Sixth, we believe that the ultimate sign-out, the sign-out to the primary care physician on discharge of a patient, is just as critical as any in-house sign-out process. The Hospitalist Services at Decatur Memorial Hospital utilizes General Electric’s Centricity EMR, an electronic medical record system. With modification of the program, we perform our histories, physicals, and discharge summaries electronically.
We have modified the software so the discharge summary serves a triple purpose: The summary serves as a discharge instruction for the patient, including medication reconciliation with electronic prescription printout, as well as instructions for diet, follow-up care, and ancillary services. Secondly, the discharge summary is electronically sent to the medical records department to fulfill the discharge summary requirements of the hospitalization. Finally, the discharge summary is electronically mailed to primary care physicians who have Centricity EMR and is faxed to those who do not. All of these goals are achieved prior to patient discharge. And, as an additional courtesy, all primary care physicians receive a phone call in order to add a human element.
The success of DMH’s Hospitalist Services is directly attributable to the continuity of care that our schedule provides. The hospitalist model was a new concept among the medical staff at Decatur Memorial Hospital. It was met with skepticism among our primary care physicians, mostly because of the strong relationships the physicians had developed with their patients. With the continuity of care provided by our model, however, we were able to market the Hospitalist Services with great success.
“The continuity of care was something my group was very concerned about when we decided to utilize the services of our local hospitalists,” says Michael Wall, MD, FAAFP, who is part of a DMH call group consisting of six family practice physicians. “Prior to our move to the hospitalist model, we would normally cover our own patients throughout the week and sign out to the on-call physician in our group for weekend coverage. Those sign-outs were very detailed and specific, including the nuances involved in [the] care of our ‘special’ patients.
“When we began using the hospitalists, Dr. Yu assured us that the same high quality service that our patients have come to expect from us would continue, including [in] the area of continuity of care,” he explains. “Since our transition, both the physicians and patients have been pleased with the high level of service delivered by our hospitalists. The Hospitalist Services has truly kept their promise to us on all the issues we were most concerned about. Our patients are happy, and our group physicians are happy. It has been a win-win arrangement for everyone.”
According to James Neviackas, MD, who was head of nephrology at DMH before being recruited as a hospitalist in Hospitalist Services, “Actually, the patients in our service receive better continuity of care than the primary care model, since there are no changes of service, even on the weeknights or weekends.”

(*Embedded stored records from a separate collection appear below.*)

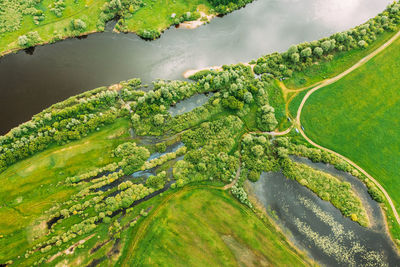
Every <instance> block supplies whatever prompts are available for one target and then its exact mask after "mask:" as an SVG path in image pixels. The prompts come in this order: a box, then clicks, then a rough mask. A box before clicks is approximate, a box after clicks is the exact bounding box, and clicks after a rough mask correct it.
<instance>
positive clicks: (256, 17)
mask: <svg viewBox="0 0 400 267" xmlns="http://www.w3.org/2000/svg"><path fill="white" fill-rule="evenodd" d="M390 2H391V1H389V0H363V1H361V0H346V1H343V0H302V1H298V0H256V1H254V2H253V3H251V4H249V5H247V6H246V7H245V8H242V9H240V10H238V11H235V12H233V13H232V14H229V15H226V16H224V17H222V18H215V19H213V20H212V21H211V23H209V24H207V25H204V26H201V27H199V28H197V29H194V30H188V29H179V28H178V29H175V28H171V29H169V30H167V31H165V33H164V34H163V35H162V36H161V38H160V39H158V40H155V41H151V42H149V41H144V40H142V39H140V38H139V37H138V36H136V35H135V34H116V33H112V32H111V31H109V32H105V33H97V34H92V35H89V36H88V37H87V38H84V39H76V38H75V39H68V40H65V41H61V42H58V43H55V44H51V45H45V46H40V47H37V48H36V49H34V51H33V53H30V54H28V53H25V52H24V51H21V52H18V53H17V54H12V55H7V56H5V57H2V58H0V81H1V82H0V134H4V133H6V132H7V131H9V130H10V129H11V128H12V127H15V126H17V125H18V124H20V123H22V122H24V121H27V120H29V119H30V118H31V116H32V115H34V114H36V113H38V112H40V111H41V110H43V109H44V108H46V107H48V106H50V105H51V104H54V103H56V102H58V101H61V100H64V99H66V98H68V97H69V96H72V95H75V94H78V93H80V92H83V91H86V90H89V89H93V88H96V87H99V86H103V85H110V84H113V83H117V82H118V81H121V80H126V79H130V78H134V77H138V78H141V79H142V80H143V81H144V82H146V83H148V82H151V81H152V80H155V79H156V78H162V79H182V73H183V72H184V71H185V70H187V69H197V68H202V67H206V66H215V65H221V64H232V63H237V62H248V61H250V60H252V59H256V58H258V57H260V56H261V55H264V54H268V53H271V52H274V51H284V50H286V49H287V48H288V47H289V46H290V45H292V44H297V43H301V42H304V41H312V40H315V39H319V38H321V37H324V36H328V35H330V34H333V33H335V32H337V31H342V30H346V29H349V28H351V27H354V26H356V25H358V24H360V23H363V22H365V21H367V20H368V19H369V18H371V17H373V16H375V15H376V14H378V13H379V12H381V11H383V10H384V8H385V7H386V5H387V4H388V3H390Z"/></svg>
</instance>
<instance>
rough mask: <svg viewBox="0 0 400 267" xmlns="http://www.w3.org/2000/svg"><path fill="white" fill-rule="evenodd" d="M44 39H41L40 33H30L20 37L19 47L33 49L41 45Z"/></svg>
mask: <svg viewBox="0 0 400 267" xmlns="http://www.w3.org/2000/svg"><path fill="white" fill-rule="evenodd" d="M41 41H42V39H41V38H40V36H39V34H38V32H36V31H34V32H28V33H27V34H24V35H21V36H19V37H18V41H17V42H18V45H19V46H21V47H24V48H26V47H31V46H34V45H36V44H38V43H40V42H41Z"/></svg>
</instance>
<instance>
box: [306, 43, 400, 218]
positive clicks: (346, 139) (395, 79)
mask: <svg viewBox="0 0 400 267" xmlns="http://www.w3.org/2000/svg"><path fill="white" fill-rule="evenodd" d="M399 62H400V41H399V40H397V41H395V42H394V43H393V44H392V45H390V46H389V47H388V48H386V49H385V50H384V51H383V52H381V53H380V54H378V55H377V56H376V57H375V58H373V59H371V60H370V61H369V62H367V63H366V64H365V65H363V66H362V67H360V68H359V69H357V70H355V71H353V72H352V73H351V74H349V75H347V76H346V77H344V78H342V79H341V80H339V81H338V82H336V83H334V84H332V85H329V86H327V87H325V88H322V89H320V90H319V91H318V92H316V93H314V94H313V95H311V97H310V98H309V100H308V102H307V103H306V104H305V106H304V109H303V112H302V123H303V125H304V127H305V132H306V133H307V135H308V136H309V137H310V138H311V139H312V140H313V141H315V142H316V143H318V144H320V145H322V146H325V147H327V148H330V149H333V150H335V151H336V152H338V153H340V154H342V155H344V156H346V157H348V158H350V159H351V160H353V161H354V162H356V163H357V164H358V165H360V166H361V167H362V168H363V169H365V170H366V171H367V172H369V173H370V174H371V175H372V176H373V177H374V178H375V179H377V180H378V181H379V182H380V183H381V185H382V186H383V187H384V188H385V190H386V191H387V192H388V193H389V195H390V196H391V198H392V200H393V202H394V204H395V206H396V208H397V210H398V211H400V193H399V192H400V181H399V179H400V175H399V172H398V170H399V167H400V162H399V158H400V142H399V140H400V139H399V134H400V131H399V129H400V120H399V114H400V105H399V102H400V85H399V84H400V77H399V75H398V69H399V67H400V63H399Z"/></svg>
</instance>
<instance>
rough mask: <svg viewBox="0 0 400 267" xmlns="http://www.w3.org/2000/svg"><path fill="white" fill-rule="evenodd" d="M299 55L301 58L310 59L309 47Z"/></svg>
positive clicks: (309, 49) (311, 54)
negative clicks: (306, 58) (309, 58)
mask: <svg viewBox="0 0 400 267" xmlns="http://www.w3.org/2000/svg"><path fill="white" fill-rule="evenodd" d="M300 55H301V56H302V57H310V56H311V55H312V50H311V48H310V47H307V48H304V49H303V50H301V52H300Z"/></svg>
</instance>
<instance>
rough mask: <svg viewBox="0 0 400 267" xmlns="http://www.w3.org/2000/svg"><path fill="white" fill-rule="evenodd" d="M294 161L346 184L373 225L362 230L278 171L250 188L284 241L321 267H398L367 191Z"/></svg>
mask: <svg viewBox="0 0 400 267" xmlns="http://www.w3.org/2000/svg"><path fill="white" fill-rule="evenodd" d="M295 160H296V161H301V162H302V163H306V164H308V165H310V166H311V167H313V168H316V169H320V170H323V171H326V172H329V173H331V174H333V175H335V176H336V177H338V178H340V179H342V180H345V181H348V182H350V183H351V184H352V187H353V188H355V191H356V192H357V194H358V195H359V196H360V198H361V200H362V202H363V205H364V206H365V207H366V209H367V211H368V213H369V216H370V220H371V221H372V222H373V223H372V226H371V228H364V227H362V226H360V225H359V224H358V223H355V222H353V221H351V220H350V219H348V218H345V217H343V215H342V214H341V213H340V211H339V210H338V209H336V208H335V207H334V206H332V205H331V204H330V203H329V202H327V201H323V200H321V199H320V198H319V197H317V196H316V195H315V194H314V193H313V192H311V191H310V190H309V189H307V188H305V187H303V186H301V185H300V184H299V183H298V182H297V181H294V180H290V179H287V178H286V177H285V176H283V175H282V174H281V173H263V174H262V176H261V178H260V180H259V181H257V182H256V183H254V184H252V189H253V191H254V193H255V194H256V196H257V198H258V199H259V200H260V202H261V203H262V204H263V205H264V207H265V208H266V209H267V211H268V212H269V213H270V214H273V217H275V220H276V221H277V223H278V224H279V225H281V226H282V227H283V229H284V231H285V232H286V233H287V235H288V236H289V238H291V239H292V241H293V242H294V243H295V244H296V245H297V246H298V247H299V248H300V249H301V250H305V251H306V252H307V253H308V254H309V255H310V256H311V257H312V258H314V259H315V260H316V261H317V262H318V263H320V264H322V265H324V266H399V264H400V257H399V255H398V254H397V253H396V251H395V248H394V244H393V242H392V241H391V240H390V238H389V237H388V235H387V234H386V232H385V229H386V228H385V223H384V220H383V214H382V211H381V209H380V207H379V205H378V204H377V203H376V202H375V201H373V200H372V199H371V197H370V196H369V195H368V193H367V190H366V187H365V186H364V185H363V184H362V183H361V182H360V181H359V180H358V179H357V178H355V177H353V176H351V175H349V174H346V173H344V172H341V171H338V170H336V169H334V167H333V166H329V165H326V164H315V163H312V162H311V161H309V160H306V159H299V158H297V159H295Z"/></svg>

The obvious major disadvantage of the DMH model is the fact that the hospitalist is on continuous pager call for seven days. But it has been our experience that the incentive to “tuck in the patient” to minimize after-hours pages continuously challenges each hospitalist to optimize medical care for the patient. This is especially true for the critically ill patient, because DMH is a regional tertiary center, and our Hospitalist Services act as accepting physicians for regional transfers to our institution.
We have been successfully recruiting physicians as we expand our services, and our model has not been a source of candidate qualm, even among physicians coming out of residency. What has helped tremendously in the acceptance of our model has been the fact that three out of our four hospitalists have been in a solo practice environment and are used to the concept of continuity of care; they do not see it as a burden but as a duty.